Shareholders’ General Meeting Board
The Shareholders’ General Meeting Board comprises a chairman and two secretaries, elected for three year terms of office by the Shareholders’ General Meeting and may be re-elected for one or more terms of office.
Article 10 of CaixaBI’s articles of association states that all shareholders with one thousand or more shares registered in their name in the company’s share ledgers are entitled to be present at Shareholders’ General Meetings, with each block of one thousand shares being entitled to one vote in accordance with no. 2 of article 14.
Shareholders with less than one thousand shares may form groups to make up this number and arrange to be represented by any group member, to be indicated in a letter to the chairman of the Shareholders’ General Meeting Board. In the case of the joint ownership of shares, only one of the owners may participate in Shareholders’ General Meetings, and must be given a power of attorney by the others.
Shareholders may arrange to be represented at Shareholders’ General Meetings by informing the chairman of the Shareholders’ General Meeting Board, by letter, prior to the meeting’s scheduled date. Shareholders who are singular persons may arrange to be represented by other shareholders or other lawfully entitled persons. Collective persons shall be represented by the person nominated for the purpose in question.
The chairman of the Shareholders’ General Meeting Board shall call an extraordinary Shareholders’ General Meeting whenever requested by shareholders with the minimum number of shares required by law and who request the meeting in a letter with notarised signature providing precise information on the issues to be included on the agenda and justifying the need for the meeting. A Shareholders’ General Meeting called at the request of shareholders shall only be held if applicants holding the minimum number of shares required to call the meeting are present.
There are no limitations on voting rights, nor does any shareholder enjoy special rights and there is no knowledge of any shareholders’ agreement.
Board of Directors
The Board of Directors comprises a minimum of three and a maximum of fifteen members elected for three year terms of office by the Shareholders’ General Meeting and may be re-elected one or more times.
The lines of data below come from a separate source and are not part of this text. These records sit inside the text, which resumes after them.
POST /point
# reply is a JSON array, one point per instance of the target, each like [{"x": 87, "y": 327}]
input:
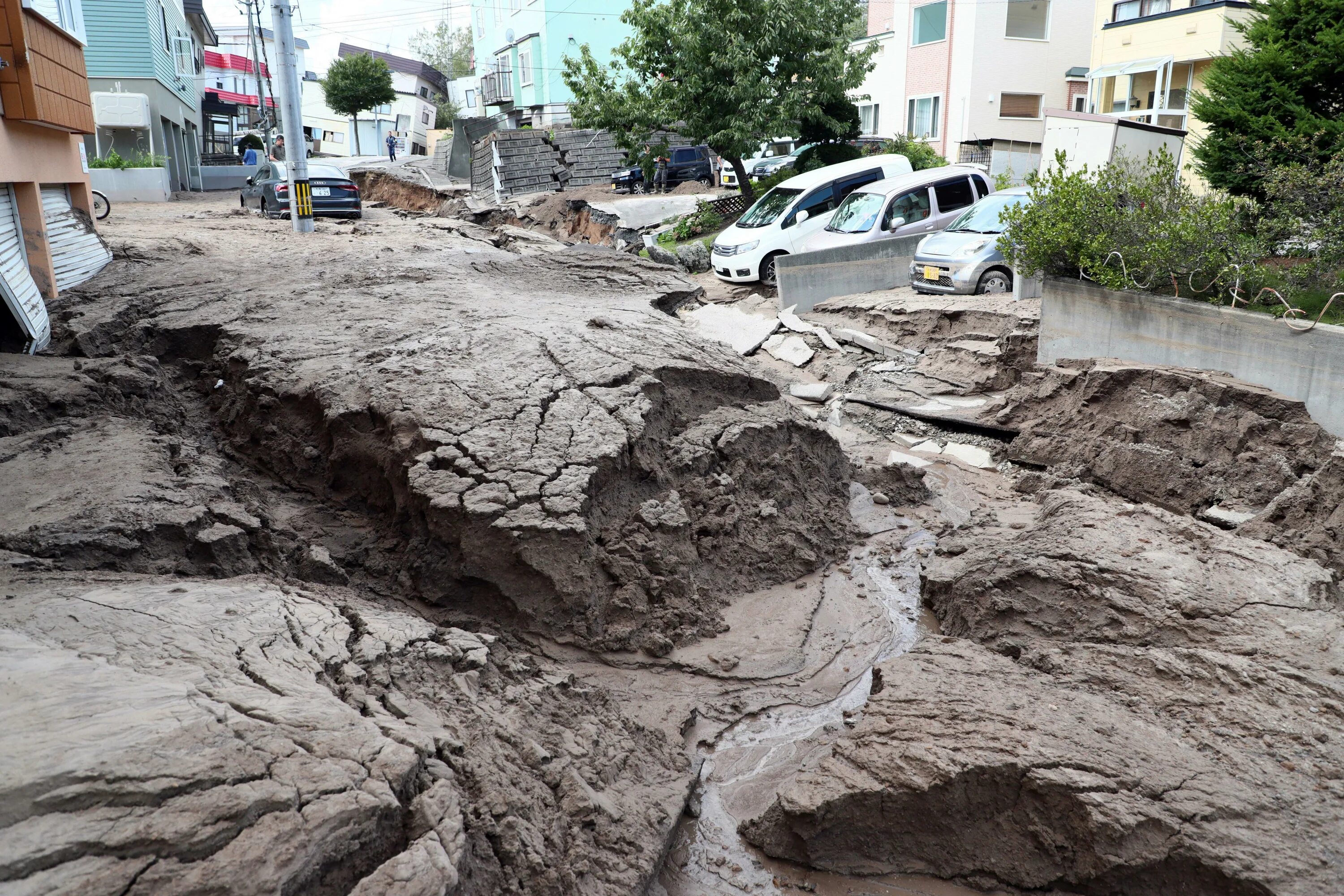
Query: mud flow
[{"x": 474, "y": 562}]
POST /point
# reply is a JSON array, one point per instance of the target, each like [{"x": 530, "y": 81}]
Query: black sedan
[{"x": 334, "y": 194}]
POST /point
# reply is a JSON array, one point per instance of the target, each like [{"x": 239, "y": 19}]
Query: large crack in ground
[{"x": 456, "y": 570}]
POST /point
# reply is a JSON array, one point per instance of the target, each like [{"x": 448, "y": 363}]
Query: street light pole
[{"x": 292, "y": 103}]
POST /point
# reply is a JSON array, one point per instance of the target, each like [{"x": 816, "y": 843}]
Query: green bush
[
  {"x": 1133, "y": 224},
  {"x": 702, "y": 221},
  {"x": 920, "y": 154},
  {"x": 136, "y": 160}
]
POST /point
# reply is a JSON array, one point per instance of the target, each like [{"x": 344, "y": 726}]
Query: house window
[
  {"x": 163, "y": 19},
  {"x": 182, "y": 54},
  {"x": 1139, "y": 9},
  {"x": 922, "y": 119},
  {"x": 1029, "y": 19},
  {"x": 65, "y": 14},
  {"x": 869, "y": 119},
  {"x": 1019, "y": 105},
  {"x": 930, "y": 23}
]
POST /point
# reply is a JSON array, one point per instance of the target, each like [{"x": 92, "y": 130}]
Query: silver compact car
[{"x": 965, "y": 260}]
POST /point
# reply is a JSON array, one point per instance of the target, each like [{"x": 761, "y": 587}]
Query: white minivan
[
  {"x": 908, "y": 206},
  {"x": 785, "y": 218}
]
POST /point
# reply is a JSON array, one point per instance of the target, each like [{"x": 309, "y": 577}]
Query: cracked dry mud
[{"x": 464, "y": 567}]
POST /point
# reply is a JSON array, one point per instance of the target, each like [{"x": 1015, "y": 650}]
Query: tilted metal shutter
[
  {"x": 17, "y": 287},
  {"x": 76, "y": 250}
]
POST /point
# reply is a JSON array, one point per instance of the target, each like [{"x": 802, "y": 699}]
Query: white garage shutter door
[
  {"x": 21, "y": 295},
  {"x": 76, "y": 252}
]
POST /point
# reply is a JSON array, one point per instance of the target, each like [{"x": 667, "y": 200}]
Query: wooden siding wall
[{"x": 53, "y": 88}]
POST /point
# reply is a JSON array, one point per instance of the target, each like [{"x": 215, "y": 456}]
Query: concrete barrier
[
  {"x": 1084, "y": 320},
  {"x": 132, "y": 185},
  {"x": 226, "y": 177},
  {"x": 865, "y": 268}
]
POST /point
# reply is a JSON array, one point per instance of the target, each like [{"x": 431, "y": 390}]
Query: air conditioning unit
[{"x": 120, "y": 109}]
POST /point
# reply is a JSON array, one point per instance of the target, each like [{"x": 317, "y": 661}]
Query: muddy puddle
[{"x": 745, "y": 763}]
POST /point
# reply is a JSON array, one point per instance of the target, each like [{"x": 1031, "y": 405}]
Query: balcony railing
[{"x": 498, "y": 88}]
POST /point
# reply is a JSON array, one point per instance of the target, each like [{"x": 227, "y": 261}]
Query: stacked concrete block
[
  {"x": 590, "y": 156},
  {"x": 525, "y": 163}
]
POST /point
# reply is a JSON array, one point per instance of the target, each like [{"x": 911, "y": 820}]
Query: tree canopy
[
  {"x": 725, "y": 73},
  {"x": 1279, "y": 100},
  {"x": 355, "y": 84}
]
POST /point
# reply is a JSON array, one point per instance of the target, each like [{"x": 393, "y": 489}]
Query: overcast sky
[{"x": 386, "y": 26}]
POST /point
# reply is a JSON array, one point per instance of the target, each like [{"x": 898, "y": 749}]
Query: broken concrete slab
[
  {"x": 812, "y": 392},
  {"x": 972, "y": 454},
  {"x": 909, "y": 460},
  {"x": 789, "y": 349},
  {"x": 744, "y": 332}
]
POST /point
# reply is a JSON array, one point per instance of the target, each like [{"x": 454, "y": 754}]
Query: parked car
[
  {"x": 686, "y": 163},
  {"x": 767, "y": 167},
  {"x": 777, "y": 148},
  {"x": 908, "y": 206},
  {"x": 334, "y": 193},
  {"x": 789, "y": 214},
  {"x": 965, "y": 257}
]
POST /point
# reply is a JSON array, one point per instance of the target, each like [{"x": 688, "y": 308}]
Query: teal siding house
[
  {"x": 156, "y": 49},
  {"x": 521, "y": 45}
]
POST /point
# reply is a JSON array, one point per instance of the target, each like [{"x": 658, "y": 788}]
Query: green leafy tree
[
  {"x": 1133, "y": 224},
  {"x": 725, "y": 73},
  {"x": 920, "y": 154},
  {"x": 357, "y": 84},
  {"x": 1279, "y": 96}
]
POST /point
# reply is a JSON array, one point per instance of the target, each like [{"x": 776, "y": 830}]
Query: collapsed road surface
[{"x": 418, "y": 556}]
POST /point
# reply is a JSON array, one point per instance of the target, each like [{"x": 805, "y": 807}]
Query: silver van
[{"x": 913, "y": 205}]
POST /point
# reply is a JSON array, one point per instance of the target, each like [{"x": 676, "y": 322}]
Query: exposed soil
[{"x": 436, "y": 555}]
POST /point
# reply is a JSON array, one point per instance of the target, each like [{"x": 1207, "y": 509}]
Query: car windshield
[
  {"x": 769, "y": 207},
  {"x": 857, "y": 214},
  {"x": 314, "y": 171},
  {"x": 984, "y": 217}
]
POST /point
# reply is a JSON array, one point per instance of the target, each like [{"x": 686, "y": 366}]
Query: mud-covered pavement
[{"x": 424, "y": 556}]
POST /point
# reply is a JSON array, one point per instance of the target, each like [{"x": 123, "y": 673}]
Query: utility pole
[
  {"x": 261, "y": 100},
  {"x": 292, "y": 104}
]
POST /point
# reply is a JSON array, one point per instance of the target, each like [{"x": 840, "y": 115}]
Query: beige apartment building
[{"x": 1148, "y": 58}]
The Board of Directors shall choose its chairman and may, at its discretion, appoint one or more deputy chairmen from among its members.
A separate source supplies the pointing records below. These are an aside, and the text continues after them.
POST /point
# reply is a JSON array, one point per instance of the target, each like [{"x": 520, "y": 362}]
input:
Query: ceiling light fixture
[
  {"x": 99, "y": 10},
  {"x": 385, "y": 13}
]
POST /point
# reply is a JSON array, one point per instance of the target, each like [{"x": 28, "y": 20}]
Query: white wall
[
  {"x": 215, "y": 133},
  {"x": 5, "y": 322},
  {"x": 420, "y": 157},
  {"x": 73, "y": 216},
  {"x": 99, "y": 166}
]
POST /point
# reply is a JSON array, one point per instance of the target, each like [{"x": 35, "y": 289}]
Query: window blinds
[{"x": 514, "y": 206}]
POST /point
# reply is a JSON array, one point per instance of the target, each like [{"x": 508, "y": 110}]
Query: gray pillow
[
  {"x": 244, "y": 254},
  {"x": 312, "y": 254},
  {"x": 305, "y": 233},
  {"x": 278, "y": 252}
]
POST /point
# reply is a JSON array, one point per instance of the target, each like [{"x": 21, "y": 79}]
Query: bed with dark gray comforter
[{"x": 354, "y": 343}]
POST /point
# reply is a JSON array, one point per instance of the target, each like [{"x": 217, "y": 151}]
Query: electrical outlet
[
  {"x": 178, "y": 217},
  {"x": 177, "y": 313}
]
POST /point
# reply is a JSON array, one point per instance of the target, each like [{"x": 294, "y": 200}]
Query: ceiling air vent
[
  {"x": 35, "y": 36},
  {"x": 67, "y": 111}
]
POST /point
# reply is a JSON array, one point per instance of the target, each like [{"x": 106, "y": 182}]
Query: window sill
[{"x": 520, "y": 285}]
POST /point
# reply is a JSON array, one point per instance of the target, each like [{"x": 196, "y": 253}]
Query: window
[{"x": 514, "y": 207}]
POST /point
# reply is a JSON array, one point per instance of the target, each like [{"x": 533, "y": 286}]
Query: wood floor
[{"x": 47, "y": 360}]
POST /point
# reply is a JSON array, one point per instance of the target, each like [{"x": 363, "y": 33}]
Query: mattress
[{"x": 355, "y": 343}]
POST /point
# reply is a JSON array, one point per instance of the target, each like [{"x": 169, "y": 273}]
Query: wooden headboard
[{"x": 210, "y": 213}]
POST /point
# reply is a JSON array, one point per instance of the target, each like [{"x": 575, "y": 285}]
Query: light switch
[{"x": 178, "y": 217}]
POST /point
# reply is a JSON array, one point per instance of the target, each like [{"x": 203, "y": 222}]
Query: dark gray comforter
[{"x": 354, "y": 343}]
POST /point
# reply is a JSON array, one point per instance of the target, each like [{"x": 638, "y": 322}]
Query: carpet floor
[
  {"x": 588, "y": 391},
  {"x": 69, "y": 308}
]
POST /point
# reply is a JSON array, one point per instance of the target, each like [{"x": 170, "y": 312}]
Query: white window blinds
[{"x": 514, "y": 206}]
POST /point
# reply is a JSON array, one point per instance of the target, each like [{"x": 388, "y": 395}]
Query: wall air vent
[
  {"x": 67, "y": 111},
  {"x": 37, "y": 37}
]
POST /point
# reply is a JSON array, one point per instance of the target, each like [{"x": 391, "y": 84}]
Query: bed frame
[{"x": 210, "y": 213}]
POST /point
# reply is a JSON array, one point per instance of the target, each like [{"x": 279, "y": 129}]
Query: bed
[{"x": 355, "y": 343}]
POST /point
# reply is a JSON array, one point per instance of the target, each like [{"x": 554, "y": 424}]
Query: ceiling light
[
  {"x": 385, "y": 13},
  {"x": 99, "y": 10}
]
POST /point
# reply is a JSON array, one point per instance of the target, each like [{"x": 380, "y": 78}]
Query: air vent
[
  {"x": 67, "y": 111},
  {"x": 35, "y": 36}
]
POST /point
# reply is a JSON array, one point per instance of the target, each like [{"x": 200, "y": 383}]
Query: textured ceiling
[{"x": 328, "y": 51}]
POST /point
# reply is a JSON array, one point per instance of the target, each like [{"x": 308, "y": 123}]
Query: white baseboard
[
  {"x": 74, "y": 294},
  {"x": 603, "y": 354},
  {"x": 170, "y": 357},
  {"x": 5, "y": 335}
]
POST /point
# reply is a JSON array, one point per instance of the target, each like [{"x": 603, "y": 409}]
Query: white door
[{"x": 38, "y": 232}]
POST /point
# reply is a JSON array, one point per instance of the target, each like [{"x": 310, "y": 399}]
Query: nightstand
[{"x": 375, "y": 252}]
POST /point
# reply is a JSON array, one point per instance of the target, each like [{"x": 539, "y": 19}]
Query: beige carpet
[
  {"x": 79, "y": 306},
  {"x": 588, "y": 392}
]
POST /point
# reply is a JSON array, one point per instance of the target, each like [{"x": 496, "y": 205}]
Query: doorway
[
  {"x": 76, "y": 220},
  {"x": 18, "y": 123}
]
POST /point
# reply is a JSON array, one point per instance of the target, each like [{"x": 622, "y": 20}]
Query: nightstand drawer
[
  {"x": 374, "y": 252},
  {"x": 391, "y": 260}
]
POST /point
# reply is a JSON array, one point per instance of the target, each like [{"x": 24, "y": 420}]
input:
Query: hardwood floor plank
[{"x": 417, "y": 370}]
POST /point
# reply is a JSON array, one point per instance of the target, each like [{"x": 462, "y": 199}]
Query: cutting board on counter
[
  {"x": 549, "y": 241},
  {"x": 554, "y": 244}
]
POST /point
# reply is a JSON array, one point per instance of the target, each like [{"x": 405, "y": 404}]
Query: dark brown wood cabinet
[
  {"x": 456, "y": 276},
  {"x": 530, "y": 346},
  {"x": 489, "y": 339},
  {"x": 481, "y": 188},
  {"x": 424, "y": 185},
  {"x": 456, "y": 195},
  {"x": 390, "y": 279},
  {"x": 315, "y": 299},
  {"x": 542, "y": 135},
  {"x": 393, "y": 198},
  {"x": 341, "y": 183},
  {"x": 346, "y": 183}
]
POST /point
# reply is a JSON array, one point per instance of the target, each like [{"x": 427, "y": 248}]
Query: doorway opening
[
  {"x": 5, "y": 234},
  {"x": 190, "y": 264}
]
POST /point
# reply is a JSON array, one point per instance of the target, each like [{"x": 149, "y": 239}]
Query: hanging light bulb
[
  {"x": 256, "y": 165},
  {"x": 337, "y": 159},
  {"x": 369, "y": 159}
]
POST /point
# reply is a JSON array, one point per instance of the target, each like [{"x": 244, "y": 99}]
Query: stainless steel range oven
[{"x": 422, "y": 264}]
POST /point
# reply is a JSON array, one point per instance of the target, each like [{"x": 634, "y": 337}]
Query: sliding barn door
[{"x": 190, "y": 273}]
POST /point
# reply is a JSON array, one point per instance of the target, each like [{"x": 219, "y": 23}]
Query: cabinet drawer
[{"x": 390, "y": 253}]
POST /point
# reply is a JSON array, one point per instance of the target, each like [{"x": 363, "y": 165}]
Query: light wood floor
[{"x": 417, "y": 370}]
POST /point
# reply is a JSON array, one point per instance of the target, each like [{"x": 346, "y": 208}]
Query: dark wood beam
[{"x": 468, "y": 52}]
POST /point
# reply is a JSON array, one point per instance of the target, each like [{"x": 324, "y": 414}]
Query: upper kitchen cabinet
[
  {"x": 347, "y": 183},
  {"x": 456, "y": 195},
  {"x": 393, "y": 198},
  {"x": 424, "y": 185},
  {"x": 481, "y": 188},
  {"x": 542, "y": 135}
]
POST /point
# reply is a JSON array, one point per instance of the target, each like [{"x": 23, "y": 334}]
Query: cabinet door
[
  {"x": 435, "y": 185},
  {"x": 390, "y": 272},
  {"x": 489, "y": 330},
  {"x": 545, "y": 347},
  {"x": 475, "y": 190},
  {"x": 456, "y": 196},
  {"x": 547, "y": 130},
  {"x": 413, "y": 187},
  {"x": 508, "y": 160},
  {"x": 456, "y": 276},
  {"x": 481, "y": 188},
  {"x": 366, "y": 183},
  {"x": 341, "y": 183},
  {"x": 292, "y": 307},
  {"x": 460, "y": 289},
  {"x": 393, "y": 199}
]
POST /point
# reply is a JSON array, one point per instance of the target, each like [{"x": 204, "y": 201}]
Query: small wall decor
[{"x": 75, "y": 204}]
The Board of Directors is responsible for the company’s business affairs and meets whenever convened by its chairman and at least once every three months. The resolutions of the Board of Directors shall be passed by an absolute majority of the votes cast by the members present or represented, with the Chairman having the casting vote in the event of a tie. Board of Directors’ resolutions are only valid when more than half of its members are present or represented.
In statutory terms, the Board of Directors delegates the authority to manage the company’s day-to-day affairs to the Executive Committee giving it (without prejudice to the faculty of taking upon itself any of the respective competencies) the authority necessary to make decisions on all issues related to the Bank’s performance of its activity, with the exception of those issues which cannot be delegated under no. 4 of article 407 of the Commercial Companies Code.
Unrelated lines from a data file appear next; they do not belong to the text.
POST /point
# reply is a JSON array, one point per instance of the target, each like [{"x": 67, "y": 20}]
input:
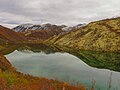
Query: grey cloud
[{"x": 57, "y": 11}]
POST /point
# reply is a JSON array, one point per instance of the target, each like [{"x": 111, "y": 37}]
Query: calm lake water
[{"x": 65, "y": 67}]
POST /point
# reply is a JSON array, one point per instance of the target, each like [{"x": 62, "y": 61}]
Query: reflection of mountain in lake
[{"x": 103, "y": 60}]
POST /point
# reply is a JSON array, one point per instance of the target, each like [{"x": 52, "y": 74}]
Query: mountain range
[
  {"x": 103, "y": 35},
  {"x": 9, "y": 36}
]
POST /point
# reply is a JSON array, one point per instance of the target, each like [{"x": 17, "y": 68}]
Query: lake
[{"x": 83, "y": 67}]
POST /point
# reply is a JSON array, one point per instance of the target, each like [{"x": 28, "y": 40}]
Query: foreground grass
[{"x": 12, "y": 80}]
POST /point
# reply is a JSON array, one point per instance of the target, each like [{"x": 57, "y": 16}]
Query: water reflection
[{"x": 65, "y": 64}]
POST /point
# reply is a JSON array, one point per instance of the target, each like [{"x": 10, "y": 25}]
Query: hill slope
[
  {"x": 101, "y": 35},
  {"x": 7, "y": 35},
  {"x": 35, "y": 32}
]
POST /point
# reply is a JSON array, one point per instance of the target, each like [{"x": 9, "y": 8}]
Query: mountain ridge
[{"x": 103, "y": 35}]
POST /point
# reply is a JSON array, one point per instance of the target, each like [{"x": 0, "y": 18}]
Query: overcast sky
[{"x": 69, "y": 12}]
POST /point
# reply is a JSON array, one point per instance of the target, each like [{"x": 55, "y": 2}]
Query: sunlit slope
[{"x": 101, "y": 35}]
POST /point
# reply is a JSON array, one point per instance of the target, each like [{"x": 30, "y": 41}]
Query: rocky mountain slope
[
  {"x": 101, "y": 35},
  {"x": 8, "y": 35},
  {"x": 36, "y": 32}
]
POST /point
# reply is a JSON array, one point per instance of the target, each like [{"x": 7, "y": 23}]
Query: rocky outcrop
[
  {"x": 9, "y": 36},
  {"x": 101, "y": 35}
]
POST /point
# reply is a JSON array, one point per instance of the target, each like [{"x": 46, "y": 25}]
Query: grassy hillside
[
  {"x": 8, "y": 35},
  {"x": 101, "y": 35}
]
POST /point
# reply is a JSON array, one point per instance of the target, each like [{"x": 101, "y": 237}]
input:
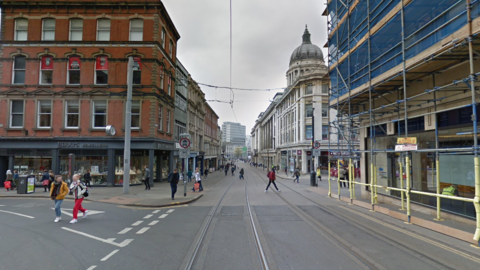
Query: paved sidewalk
[{"x": 157, "y": 196}]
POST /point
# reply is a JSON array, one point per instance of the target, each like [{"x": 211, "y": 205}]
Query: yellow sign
[{"x": 407, "y": 140}]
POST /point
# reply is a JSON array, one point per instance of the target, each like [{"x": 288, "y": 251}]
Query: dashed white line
[
  {"x": 13, "y": 213},
  {"x": 137, "y": 223},
  {"x": 109, "y": 255},
  {"x": 124, "y": 231},
  {"x": 142, "y": 230}
]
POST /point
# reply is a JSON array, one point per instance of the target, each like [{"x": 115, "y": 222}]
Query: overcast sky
[{"x": 265, "y": 33}]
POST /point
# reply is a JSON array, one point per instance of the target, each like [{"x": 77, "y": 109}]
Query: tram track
[
  {"x": 355, "y": 253},
  {"x": 205, "y": 232}
]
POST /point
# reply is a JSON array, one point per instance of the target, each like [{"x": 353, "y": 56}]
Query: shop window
[
  {"x": 309, "y": 110},
  {"x": 16, "y": 114},
  {"x": 164, "y": 34},
  {"x": 135, "y": 114},
  {"x": 21, "y": 29},
  {"x": 46, "y": 70},
  {"x": 44, "y": 114},
  {"x": 76, "y": 29},
  {"x": 309, "y": 90},
  {"x": 136, "y": 30},
  {"x": 160, "y": 117},
  {"x": 168, "y": 121},
  {"x": 324, "y": 110},
  {"x": 101, "y": 70},
  {"x": 103, "y": 29},
  {"x": 19, "y": 70},
  {"x": 48, "y": 31},
  {"x": 162, "y": 73},
  {"x": 308, "y": 134},
  {"x": 74, "y": 65},
  {"x": 99, "y": 114},
  {"x": 137, "y": 70},
  {"x": 72, "y": 114},
  {"x": 324, "y": 132}
]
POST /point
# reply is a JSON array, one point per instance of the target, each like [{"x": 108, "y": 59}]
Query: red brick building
[{"x": 63, "y": 70}]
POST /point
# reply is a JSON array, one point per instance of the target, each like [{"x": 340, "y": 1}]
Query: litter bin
[
  {"x": 26, "y": 184},
  {"x": 313, "y": 182}
]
The Supervisory Board is responsible for supervising the company. It meets and establishes the contacts considered adequate for collecting all and any pertinent information on the Bank and other companies included in the consolidation and also acts as the liaison between CaixaBI and the external auditor.
The Supervisory Board is made up of three permanent and one deputy member and performs its duties as set out by law. It is elected every three years by the Shareholders’ General Meeting, which also appoints its respective chairman. Members are lawfully entitled to be re-elected.
The members of the Supervisory Board are not affected by the incompatibilities referred to in article 414-A of the Commercial Companies’ Code and are mainly independent professionals in conformity with the recommendation set out in the Bank of Portugal’s Circular Letter 24/2009/DSB and article 414 nos. 5 and 6 of the Commercial Companies’ Code.
The Statutory Auditor is elected every three years by the Shareholders’ General Meeting with the competencies defined by law. There is a deputy statutory auditor.